I loooooooooove it, though I will admit, it’s a bit of a trial to get in and out of the bag and set up – not like those easy camping chairs that you can practically toss in the air and expect to land in a usable position BUT the whole “swinging in a hammock chair in the evening sun” thing makes it well worth it. Here’s the little vignette I set up out there.

Something about rust and teal makes me ridiculously happy. I don’t know why.

I sit out here often now with my iPad and a podcast in my ears, and it is exactly what I wished for myself in July of 2020 when I first moved here. I couldn’t quite get myself to do much more than stoop sit for a couple of years there but that’s shifted, like so many things have shifted, and I’m grateful.

I went live on YouTube yesterday and talked a bit about the struggle of getting any kind of traction on that platform. I think the fact that I talk openly about mental health, trauma, and other things that the YouTube gods have deemed “controversial topics” means I’m being throttled. My subscribers report that I *never* pop up in their “recommended for you feed” and despite hitting the bell to get notified when I go live, that never happens either.

I’ve done over 40 lives on YouTube and my subscriber count hasn’t budged. I’m lucky to get twenty people in there – twenty!

So, I give up. I’m going to move the lives to Facebook because that’s where my peoples are AND the test live I did yesterday got more views and comments than anything I’ve ever done on the YouTubes.
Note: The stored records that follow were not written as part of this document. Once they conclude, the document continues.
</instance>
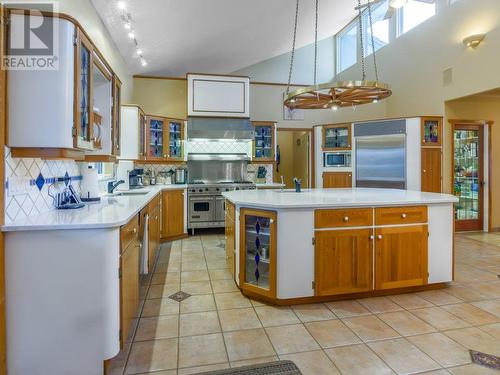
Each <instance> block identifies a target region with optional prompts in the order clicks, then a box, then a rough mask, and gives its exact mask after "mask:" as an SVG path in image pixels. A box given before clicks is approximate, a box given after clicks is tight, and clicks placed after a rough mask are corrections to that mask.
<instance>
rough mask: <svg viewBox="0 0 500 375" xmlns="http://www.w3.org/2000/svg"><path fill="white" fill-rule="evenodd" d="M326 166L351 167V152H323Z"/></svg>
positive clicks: (328, 166) (323, 162)
mask: <svg viewBox="0 0 500 375" xmlns="http://www.w3.org/2000/svg"><path fill="white" fill-rule="evenodd" d="M323 166H324V167H337V168H342V167H344V168H345V167H350V166H351V152H350V151H347V152H325V153H324V154H323Z"/></svg>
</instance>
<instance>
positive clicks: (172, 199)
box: [162, 190, 184, 238]
mask: <svg viewBox="0 0 500 375" xmlns="http://www.w3.org/2000/svg"><path fill="white" fill-rule="evenodd" d="M162 215H163V228H162V237H163V238H172V237H177V236H181V235H183V234H184V190H170V191H164V192H163V196H162Z"/></svg>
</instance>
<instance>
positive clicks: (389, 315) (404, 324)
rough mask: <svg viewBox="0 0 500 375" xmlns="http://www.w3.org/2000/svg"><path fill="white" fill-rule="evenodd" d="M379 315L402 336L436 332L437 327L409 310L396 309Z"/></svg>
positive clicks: (391, 326)
mask: <svg viewBox="0 0 500 375" xmlns="http://www.w3.org/2000/svg"><path fill="white" fill-rule="evenodd" d="M378 317H379V318H380V319H382V320H383V321H384V322H385V323H387V324H388V325H389V326H391V327H392V328H394V329H395V330H396V331H397V332H399V334H400V335H401V336H411V335H420V334H424V333H431V332H436V329H434V328H433V327H431V326H430V325H429V324H427V323H426V322H424V321H423V320H421V319H419V318H417V317H416V316H415V315H412V314H411V313H409V312H408V311H395V312H391V313H385V314H380V315H378Z"/></svg>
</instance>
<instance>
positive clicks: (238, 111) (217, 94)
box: [187, 74, 250, 118]
mask: <svg viewBox="0 0 500 375" xmlns="http://www.w3.org/2000/svg"><path fill="white" fill-rule="evenodd" d="M187 84H188V116H205V117H242V118H248V117H250V108H249V103H250V100H249V95H250V79H249V78H248V77H241V76H218V75H202V74H188V75H187Z"/></svg>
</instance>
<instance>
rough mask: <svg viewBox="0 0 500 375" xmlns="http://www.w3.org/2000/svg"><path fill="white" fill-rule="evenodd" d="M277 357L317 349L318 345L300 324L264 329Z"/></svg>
mask: <svg viewBox="0 0 500 375" xmlns="http://www.w3.org/2000/svg"><path fill="white" fill-rule="evenodd" d="M266 332H267V334H268V335H269V339H270V340H271V342H272V344H273V346H274V349H275V350H276V353H278V355H280V354H288V353H297V352H305V351H309V350H315V349H319V348H320V347H319V345H318V344H317V343H316V341H315V340H314V338H313V337H312V336H311V335H310V334H309V332H307V330H306V328H305V327H304V325H302V324H294V325H287V326H278V327H269V328H266Z"/></svg>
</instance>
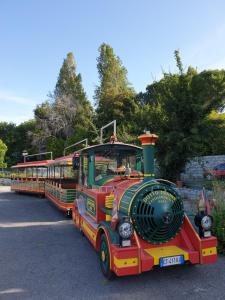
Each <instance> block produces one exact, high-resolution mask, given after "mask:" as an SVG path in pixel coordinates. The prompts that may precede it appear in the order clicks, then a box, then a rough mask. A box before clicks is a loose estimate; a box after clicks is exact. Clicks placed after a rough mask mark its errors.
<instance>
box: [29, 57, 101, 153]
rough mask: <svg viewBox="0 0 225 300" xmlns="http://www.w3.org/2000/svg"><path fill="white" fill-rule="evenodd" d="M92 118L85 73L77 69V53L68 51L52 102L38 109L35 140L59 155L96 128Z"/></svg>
mask: <svg viewBox="0 0 225 300" xmlns="http://www.w3.org/2000/svg"><path fill="white" fill-rule="evenodd" d="M92 118H93V109H92V106H91V104H90V102H89V101H88V99H87V96H86V94H85V92H84V89H83V86H82V79H81V75H80V74H77V72H76V63H75V59H74V56H73V54H72V53H68V54H67V57H66V59H64V61H63V64H62V67H61V69H60V72H59V76H58V80H57V83H56V86H55V90H54V92H53V94H52V95H50V99H49V101H46V102H44V103H42V104H41V105H39V106H38V107H37V108H36V110H35V119H36V121H37V126H36V132H35V134H34V143H35V144H38V145H41V148H42V149H43V148H45V149H48V150H52V149H53V148H54V149H55V151H54V152H55V155H61V154H62V150H63V148H64V147H65V146H66V145H67V144H68V143H69V142H71V141H76V140H77V139H78V138H79V137H80V136H82V137H83V136H86V135H87V134H89V135H90V134H91V133H92V132H93V131H95V127H94V125H93V122H92ZM55 145H58V146H57V147H55ZM54 149H53V150H54Z"/></svg>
It was a good try, though. I’m not counting it as a failure, though I admit I did have a moment when I wondered “Is it me? Am I boring? Am I not worth showing up for?” and then I recognized that for what it was – bullshit.
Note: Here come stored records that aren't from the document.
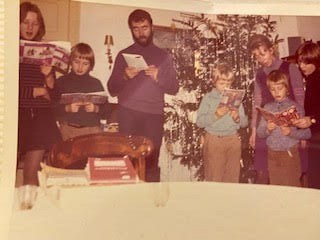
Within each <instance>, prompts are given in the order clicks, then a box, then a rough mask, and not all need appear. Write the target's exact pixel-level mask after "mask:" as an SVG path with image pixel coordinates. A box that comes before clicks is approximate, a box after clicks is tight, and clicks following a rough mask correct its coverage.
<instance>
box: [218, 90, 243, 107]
mask: <svg viewBox="0 0 320 240" xmlns="http://www.w3.org/2000/svg"><path fill="white" fill-rule="evenodd" d="M244 94H245V90H243V89H231V88H226V89H225V90H224V91H223V93H222V98H221V101H220V103H219V105H218V108H219V107H223V106H227V107H228V108H230V109H237V108H239V106H240V104H241V102H242V99H243V97H244Z"/></svg>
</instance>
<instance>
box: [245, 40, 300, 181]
mask: <svg viewBox="0 0 320 240" xmlns="http://www.w3.org/2000/svg"><path fill="white" fill-rule="evenodd" d="M248 50H249V52H251V53H252V55H253V57H254V58H255V59H256V60H257V61H258V63H259V64H260V65H261V67H260V68H259V69H258V70H257V73H256V79H255V82H254V95H253V98H254V105H253V108H252V119H251V128H252V133H251V136H250V139H249V143H250V145H251V147H252V148H254V150H255V154H254V167H255V169H256V171H257V181H256V183H260V184H268V183H269V176H268V161H267V145H266V141H265V139H263V138H258V137H256V129H257V123H258V121H259V117H260V116H258V112H257V110H256V108H255V107H256V106H262V107H263V106H264V105H265V104H266V103H267V102H271V101H272V100H273V97H272V95H271V93H270V91H269V90H268V87H267V81H266V80H267V76H268V74H269V73H270V72H271V71H273V70H277V69H279V70H281V71H282V72H283V73H285V74H286V75H287V77H288V80H289V97H290V98H291V99H292V100H294V101H296V102H297V103H298V104H300V105H301V106H303V101H304V86H303V80H302V75H301V73H300V72H299V70H298V68H297V67H296V65H295V64H291V63H288V62H284V61H282V60H281V59H279V58H278V56H277V53H276V49H275V46H274V45H273V44H272V42H271V41H270V40H269V38H268V37H266V36H264V35H262V34H255V35H253V36H251V37H250V39H249V43H248Z"/></svg>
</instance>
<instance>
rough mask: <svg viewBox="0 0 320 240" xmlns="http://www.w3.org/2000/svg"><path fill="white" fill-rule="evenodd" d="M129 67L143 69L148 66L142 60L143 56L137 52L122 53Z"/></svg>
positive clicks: (145, 61)
mask: <svg viewBox="0 0 320 240" xmlns="http://www.w3.org/2000/svg"><path fill="white" fill-rule="evenodd" d="M122 55H123V57H124V59H125V60H126V62H127V64H128V66H129V67H135V68H137V69H138V70H145V69H147V68H148V64H147V63H146V61H145V60H144V58H143V56H141V55H139V54H129V53H122Z"/></svg>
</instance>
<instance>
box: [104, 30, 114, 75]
mask: <svg viewBox="0 0 320 240" xmlns="http://www.w3.org/2000/svg"><path fill="white" fill-rule="evenodd" d="M104 45H106V46H107V52H106V54H107V58H108V64H109V69H111V66H112V63H113V60H112V54H111V48H110V47H111V46H113V37H112V35H106V36H105V40H104Z"/></svg>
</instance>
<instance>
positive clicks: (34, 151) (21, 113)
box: [18, 2, 61, 185]
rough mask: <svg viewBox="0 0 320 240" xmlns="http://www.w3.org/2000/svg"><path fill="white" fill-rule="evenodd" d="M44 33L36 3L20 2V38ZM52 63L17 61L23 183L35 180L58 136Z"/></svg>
mask: <svg viewBox="0 0 320 240" xmlns="http://www.w3.org/2000/svg"><path fill="white" fill-rule="evenodd" d="M44 34H45V25H44V21H43V17H42V14H41V12H40V9H39V8H38V6H37V5H35V4H32V3H30V2H23V3H21V4H20V39H21V40H28V41H41V40H42V38H43V36H44ZM54 79H55V76H54V72H53V71H52V66H48V65H41V66H39V65H34V64H26V63H20V64H19V119H18V124H19V126H18V152H19V153H20V154H21V155H24V160H23V163H24V165H23V184H25V185H26V184H31V185H37V184H38V177H37V176H38V175H37V172H38V170H39V168H40V162H41V161H42V159H43V156H44V154H45V152H46V150H49V149H50V148H51V146H52V145H53V144H54V143H55V142H56V141H58V140H59V139H60V138H61V136H60V133H59V130H58V128H57V125H56V122H55V117H54V113H53V111H52V103H51V98H50V90H51V89H52V88H53V85H54Z"/></svg>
Anyway, here’s what I made during the live.

The blackout poem I created:

The first time I had ever seen big water
the strength of lace
bobbins and threads trailing
old women
with full open heart(s)

a sudden Holy Spirit. 

The book I’m using for this project I started in March of 2020 and abandoned is “Untie The Strong Woman” by Clarissa Pinkola Estes. If you’re going to work with blackout poetry, starting with beautiful prose sure does help!

The next poem I’ll be painting to (on the right hand facing page) feels so poignant to me…

I ran laughing.
I ran more – laughing, laughing
laughing as though crazy drunk.

For punishment they
set me down hard
in the dark
by myself.

Oof, right?

It conjured memories of the way I was “grounded” in childhood for the tiniest infraction – months in my room, forced to eat in the bathroom so I wouldn’t get food on the bedding, plate perched on the toilet seat while I sat on the floor, my siblings forbidden from speaking to me but taunting me anyway, my parents faces, stony, cold.

***

This morning as I sip my coffee and slay the list, I know this to be true:

No one will ever set me down hard in the dark by myself again. I am and will forever be in the business of finding or making light.